広告主、Chromeユーザーと協力し、すべてのステークホルダーにとってメリットを生み出すPrivacy Sandbox をリリースするGoogleの最終目標とは、Privacy SandboxをオープンWeb標準にすることであると考えられます。そしてこれがSafariやFirefoxでも採用されるようになれば、トラッカーをブロックすることで発生する不具合も解消されるはずなのです。

本当に2年で安全なものが作れるのか、結局Googleが得をするための施策じゃないかなど、現段階では色々言われ放題かもしれませんが、Privacy Sandboxが本番稼働する時には、業界の合意を得られることをGoogleでは確実視しているようです。

Adobe Flashは排除される事実から

ここで少し違うトピックを提供したいと思います。セキュリティ脆弱性のてんこ盛りであることは認識済みでありながら、排除は絶対不可能とみなされていたAdoble Flashが、2020年末にAdobe Flashのサポートの終了とともに、ほぼ実現するようです。そして既存の Adobe Flashコンテンツは新しいオープンフォーマット(HTML5やWebGLなど)に移植される予定なので、現行ユーザーに迷惑もかからないとのこと。

Appleの創業者であった故スティーブ・ジョブズ氏が、Adobe Flashはクローズドでセキュリティ上の問題が多いと批判し、2010年にiPhoneでの採用をやめたことで話題になりました。そしてそののち、Webブラウザー大手も2015年あたりからこぞってAdobe Flashをブロックしましたよね。

Adobe Flashが終了できるのは、ひとえにGoogleを含む業界全体がHTML5などでのオープンな代替規格を推進してきたからなのです。

Privacy SandboxもGoogleが自社の利益だけを追求するのではなく業界全体の繁栄のために、競合他社とも連携しながらPrrivacy Sandboxの標準化を目指すならば、Adobe Flashのように、問題のサードパーティCookieが完全撲滅になるのではないでしょうか。

結論:オンライン広告は生き残る…はず

結論:オンライン広告は生き残る(はず)

矢野経済研究所の調査では、オンライン広告市場は年々拡大しており、2018年度は1兆6,950億円でしたが、2020年度には約2.1兆円まで成長。
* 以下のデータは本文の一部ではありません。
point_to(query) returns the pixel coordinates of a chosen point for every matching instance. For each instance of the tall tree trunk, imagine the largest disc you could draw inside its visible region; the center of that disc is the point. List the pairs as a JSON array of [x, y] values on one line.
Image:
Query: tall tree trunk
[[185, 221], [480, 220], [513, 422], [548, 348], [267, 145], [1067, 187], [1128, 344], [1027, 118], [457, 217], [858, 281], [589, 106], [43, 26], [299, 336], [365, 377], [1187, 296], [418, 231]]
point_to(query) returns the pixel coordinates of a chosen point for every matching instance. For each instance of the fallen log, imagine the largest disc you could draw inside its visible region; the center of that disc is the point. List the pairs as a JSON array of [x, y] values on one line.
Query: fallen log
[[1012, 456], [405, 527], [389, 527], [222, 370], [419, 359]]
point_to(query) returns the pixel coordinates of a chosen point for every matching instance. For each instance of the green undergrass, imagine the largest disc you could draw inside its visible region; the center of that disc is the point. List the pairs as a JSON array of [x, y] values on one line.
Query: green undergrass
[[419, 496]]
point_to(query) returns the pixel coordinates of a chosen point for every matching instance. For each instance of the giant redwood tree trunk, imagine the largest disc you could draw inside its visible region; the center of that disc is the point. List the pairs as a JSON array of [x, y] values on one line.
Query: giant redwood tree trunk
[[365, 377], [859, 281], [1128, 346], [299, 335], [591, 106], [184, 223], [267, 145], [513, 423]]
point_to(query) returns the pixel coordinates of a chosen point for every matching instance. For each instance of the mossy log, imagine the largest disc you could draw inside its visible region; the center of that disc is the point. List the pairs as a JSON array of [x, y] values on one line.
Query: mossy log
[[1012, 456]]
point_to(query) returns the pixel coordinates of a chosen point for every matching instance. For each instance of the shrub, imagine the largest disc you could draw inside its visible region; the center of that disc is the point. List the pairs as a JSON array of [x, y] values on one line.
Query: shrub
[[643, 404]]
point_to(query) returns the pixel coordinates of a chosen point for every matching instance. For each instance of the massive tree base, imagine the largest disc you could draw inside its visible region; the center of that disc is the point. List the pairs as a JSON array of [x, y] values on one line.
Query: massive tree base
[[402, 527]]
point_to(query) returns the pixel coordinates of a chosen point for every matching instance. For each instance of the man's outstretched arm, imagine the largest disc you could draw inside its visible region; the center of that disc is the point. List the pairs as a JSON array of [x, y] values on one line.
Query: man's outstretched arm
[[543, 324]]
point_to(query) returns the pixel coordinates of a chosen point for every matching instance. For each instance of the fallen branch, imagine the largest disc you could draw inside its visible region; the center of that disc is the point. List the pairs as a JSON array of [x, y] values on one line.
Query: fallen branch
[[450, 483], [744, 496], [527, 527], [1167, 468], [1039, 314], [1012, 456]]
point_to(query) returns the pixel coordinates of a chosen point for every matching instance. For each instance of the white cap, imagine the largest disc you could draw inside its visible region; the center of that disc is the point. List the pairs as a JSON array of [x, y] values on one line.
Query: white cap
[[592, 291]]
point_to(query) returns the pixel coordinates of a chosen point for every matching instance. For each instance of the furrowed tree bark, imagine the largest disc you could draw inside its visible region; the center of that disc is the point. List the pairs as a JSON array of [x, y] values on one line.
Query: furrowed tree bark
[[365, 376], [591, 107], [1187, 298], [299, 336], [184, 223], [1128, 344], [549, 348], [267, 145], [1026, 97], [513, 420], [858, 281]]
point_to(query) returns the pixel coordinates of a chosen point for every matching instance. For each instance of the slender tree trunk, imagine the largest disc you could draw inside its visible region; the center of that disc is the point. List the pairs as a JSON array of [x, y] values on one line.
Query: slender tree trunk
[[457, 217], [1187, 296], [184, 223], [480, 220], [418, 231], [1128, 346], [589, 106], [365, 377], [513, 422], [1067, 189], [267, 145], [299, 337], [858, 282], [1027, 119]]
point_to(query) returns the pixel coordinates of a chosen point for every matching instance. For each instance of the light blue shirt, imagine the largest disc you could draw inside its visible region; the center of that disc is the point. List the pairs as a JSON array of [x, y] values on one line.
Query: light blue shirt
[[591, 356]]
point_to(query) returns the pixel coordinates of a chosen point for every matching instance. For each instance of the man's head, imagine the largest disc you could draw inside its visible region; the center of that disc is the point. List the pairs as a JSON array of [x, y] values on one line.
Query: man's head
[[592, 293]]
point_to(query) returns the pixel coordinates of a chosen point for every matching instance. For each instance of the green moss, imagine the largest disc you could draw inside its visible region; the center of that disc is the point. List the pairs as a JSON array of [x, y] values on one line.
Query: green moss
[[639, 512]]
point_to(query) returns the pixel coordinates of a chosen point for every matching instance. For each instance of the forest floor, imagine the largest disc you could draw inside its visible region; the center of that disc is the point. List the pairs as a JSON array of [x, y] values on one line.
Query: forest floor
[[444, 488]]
2023年度には約2.8兆円を突破する見込みとなっているとのこと。

プラットフォーマーにしてもメインの稼ぎはオンライン広告ですので、政府に睨まれても、このビジネスを手放す気はないでしょう。

すでにお話しした通り、サードパーティCookieやfingerprinting技術にたよらない方法を開発し、オンライン広告を続ける道を各社とも模索していますので、Privacy Sandboxがその役割を担うかはわかりませんが、Google中心としたコンソーシアムのようなものが本当にできるのかもしれません。どちら様も背に腹は変えられませんからね。